Why Browsers Blamed DNS For Facebook Outage
Julie188 writes "That was probably the only time 'DNS' will ever be a trending term on Twitter. The cause was Facebook's 2.5 hour outage on Thursday, which incorrectly told users trying to access the site that a DNS error was to blame. In truth, experts who've read Facebook's explanation say the site went down because Facebook gave itself a distributed denial-of-service attack when a system admin misconfigured a database. So why was DNS blamed? The 27-year-old communications protocol has been known to cause other, somewhat similar outages."
So why was DNS blamed?
From http://www.facebook.com/note.php?note_id=431441338919&id=9445547199&ref=mf&_fb_noscript=1
The way to stop the feedback cycle was quite painful - we had to stop all traffic to this database cluster, which meant turning off the site.
I'm, uh, taking a wild guess that simply shutting off port 80 is not going to allow for a controllable ramp up... they could redirect to another site, Orkut or myspace would have been mildly humorous. I am mildly surprised they don't have a simple emergency box with a simple static "undergoing repair" page, but, whatever ...
So, other than zapping the A records and waiting, what are they supposed to do? Bonus points if they were doing DNS based load balancing and simply unplugged their (dns based) load balancer.
I have no dog in the fight, having deleted my facebook account months ago. It is kind of funny that a page of technobabble is described as "technical details" as if folks like us/me would find it to be a complete description rather than pretty vague. Then again we're dealing with farmville addicts and you can't reason with addicts.

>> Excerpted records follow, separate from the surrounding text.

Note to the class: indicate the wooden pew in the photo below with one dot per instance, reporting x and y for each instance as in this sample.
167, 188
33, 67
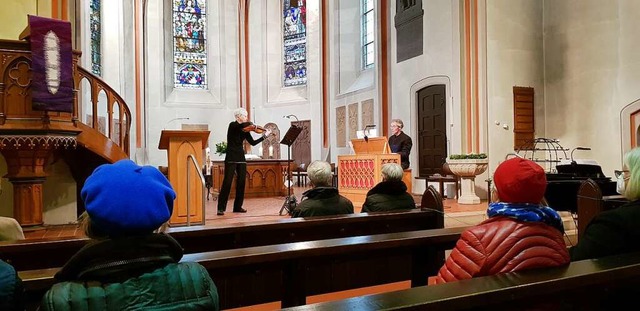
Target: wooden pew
292, 271
592, 201
28, 254
582, 285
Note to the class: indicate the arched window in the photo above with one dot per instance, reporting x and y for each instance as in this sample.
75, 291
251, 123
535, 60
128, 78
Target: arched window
295, 42
95, 24
189, 44
367, 21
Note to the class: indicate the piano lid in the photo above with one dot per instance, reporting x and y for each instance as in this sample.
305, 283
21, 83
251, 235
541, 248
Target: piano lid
580, 170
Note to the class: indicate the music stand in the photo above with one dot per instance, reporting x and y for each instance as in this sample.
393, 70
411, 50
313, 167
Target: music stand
290, 201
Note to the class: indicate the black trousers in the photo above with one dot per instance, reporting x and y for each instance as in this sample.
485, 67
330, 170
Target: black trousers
240, 171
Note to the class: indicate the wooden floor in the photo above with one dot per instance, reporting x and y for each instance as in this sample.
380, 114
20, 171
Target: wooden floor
264, 209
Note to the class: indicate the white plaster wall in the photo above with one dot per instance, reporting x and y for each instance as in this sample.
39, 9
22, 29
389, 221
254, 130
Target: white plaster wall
439, 64
348, 83
514, 58
591, 72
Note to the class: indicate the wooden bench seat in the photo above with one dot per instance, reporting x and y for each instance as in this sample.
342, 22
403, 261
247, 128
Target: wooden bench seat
582, 285
290, 272
28, 254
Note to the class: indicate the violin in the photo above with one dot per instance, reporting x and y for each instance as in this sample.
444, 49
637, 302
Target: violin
254, 128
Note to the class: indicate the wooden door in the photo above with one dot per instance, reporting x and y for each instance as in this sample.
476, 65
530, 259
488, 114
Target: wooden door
301, 148
432, 125
523, 125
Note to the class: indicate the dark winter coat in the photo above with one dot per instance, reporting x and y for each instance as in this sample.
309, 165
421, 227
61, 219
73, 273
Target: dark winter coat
132, 273
322, 201
11, 289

"Science flies us to the moon. Religion flies us into buildings." - Victor Stenger
The 27-year-old communications protocol
So? TCP/IP is 36 years old.
Then stop buying Dells. :P
I read TFA and all I got was this lousy cookie
The confusion might have come from the fact that when I looked, there seemed to also be some DNS problem.
Basically, when asking directly, the servers that are authoritative for the zone were giving me a CNAME for the 'ANY' query, but not the associated A records, which it should, since the CNAME was pointing to a host name within the same authority. At this point, any sensible resolver stops asking !
This only lasted for a little while though - so it might have been a glitch or possibly a deliberate action related to how they were trying to fix the underlying issue itself - possibly averting traffic until they actually solved the actual problem.
--Ivan
It didn't fail, they turned it off. This was the easiest way to "shut off the entire site" as their post-mortem describes. The DNS errors users saw were being generated by the front-end HTTP proxies, not by client browsers, which caused most of this confusion. Once the database issue cleared, they reactivated the DNS entries for the back-end servers one cluster at a time and the site came back.